This is made worse by some rather odd choices in how you go about experiencing the narrative. Story progression uses a node-based system, with cutscenes and key battles costing Memoria to unlock. After exhausting your Memoria, you'll have to dive back into other gameplay modes such as the Gauntlet mode to grind experience and earn more tokens for the campaign. This ultimately makes the campaign a fragmented experience that you can't go through at your own pace, weakening the impact of the story's more meaningful encounters, which build up dramatic fights that you've already experienced several times over in other modes.

To switch things up during the story, your party will take part in boss battles against several of the game's summoned monsters. Pitting your team of three against large-scale foes that can use several arena-filling attacks and super moves is certainly a step up from the usual fights throughout the campaign. But while the scale of these fights are impressive, and the game's visual luster shines throughout, these battles also present massive difficulty spikes in the campaign. What's apparent during these encounters is that Dissidia's multiplayer-tuned mechanics and movement seem ill-equipped to handle the large attacks and movement patterns these bosses wield. Given that they are capable of wiping out your party in single moves with ease, these large battles feel more like clumsy exercises in trial-and error--and luck--rather than a culmination of your skill.

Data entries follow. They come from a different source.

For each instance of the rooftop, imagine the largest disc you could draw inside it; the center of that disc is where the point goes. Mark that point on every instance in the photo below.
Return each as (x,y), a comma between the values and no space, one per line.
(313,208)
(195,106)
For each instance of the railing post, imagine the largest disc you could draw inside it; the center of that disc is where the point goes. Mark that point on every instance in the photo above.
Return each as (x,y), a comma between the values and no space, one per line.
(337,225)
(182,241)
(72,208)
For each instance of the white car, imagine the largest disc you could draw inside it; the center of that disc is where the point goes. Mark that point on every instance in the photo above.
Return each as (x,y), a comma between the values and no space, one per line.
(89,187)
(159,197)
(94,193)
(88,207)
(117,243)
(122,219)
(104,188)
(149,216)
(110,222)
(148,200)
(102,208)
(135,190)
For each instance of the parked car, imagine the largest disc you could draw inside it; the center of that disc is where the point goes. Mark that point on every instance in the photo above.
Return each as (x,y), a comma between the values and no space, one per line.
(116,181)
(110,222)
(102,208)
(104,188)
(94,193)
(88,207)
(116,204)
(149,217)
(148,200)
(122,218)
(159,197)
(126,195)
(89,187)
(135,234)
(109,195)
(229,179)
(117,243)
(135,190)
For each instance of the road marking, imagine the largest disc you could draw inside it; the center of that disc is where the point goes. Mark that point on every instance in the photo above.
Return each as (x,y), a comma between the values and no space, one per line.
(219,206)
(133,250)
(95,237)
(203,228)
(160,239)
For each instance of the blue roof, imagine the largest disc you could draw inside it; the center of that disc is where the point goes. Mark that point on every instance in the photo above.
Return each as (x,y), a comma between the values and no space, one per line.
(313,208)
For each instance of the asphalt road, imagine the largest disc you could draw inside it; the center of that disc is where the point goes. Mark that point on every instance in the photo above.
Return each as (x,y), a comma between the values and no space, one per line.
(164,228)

Spiritus and his warriors ready for battle.

With a roster of well over 20 characters--including familiar faces such as the brooding loner types Cloud Strife and Squall Leonhart, along with newcomers Ramza Beoulve and Noctis Lucis Caelum from Final Fantasy Tactics and Final Fantasy XV respectively--there's an impressive set of brawlers to choose from, each with their own unique playstyles. These characters adopt one of four classes, ranging from the heavy hitting Vanguard to the agile Assassin, the zoning Marksman, and the versatile Specialist--with their varied movesets bringing strategy to Dissidia's fast-paced combat system.

The battle system in Dissidia NT is largely as it was in the previous titles, save for the removal of character-unique super moves and the new focus on team-battles. Dissidia will force you into split-second decisions to make your hits count. By building up attack power with non-lethal Brave attacks--draining your opponent's power in the process--you'll be able deal greater amounts of raw damage to your opponents with lethal HP attacks. Moreover, collecting energy from randomly placed crystals will allow your team to call in your chosen Summon monster to the fight turning the flow of battle in your favor. Much of the previous game's RPG growth mechanics have been stripped out in favor of more static growth. Gameplay in Dissidia is entirely skill-based, with leveling only opening up alternate abilities and other supplementary options. Which places every player on a largely even playing field.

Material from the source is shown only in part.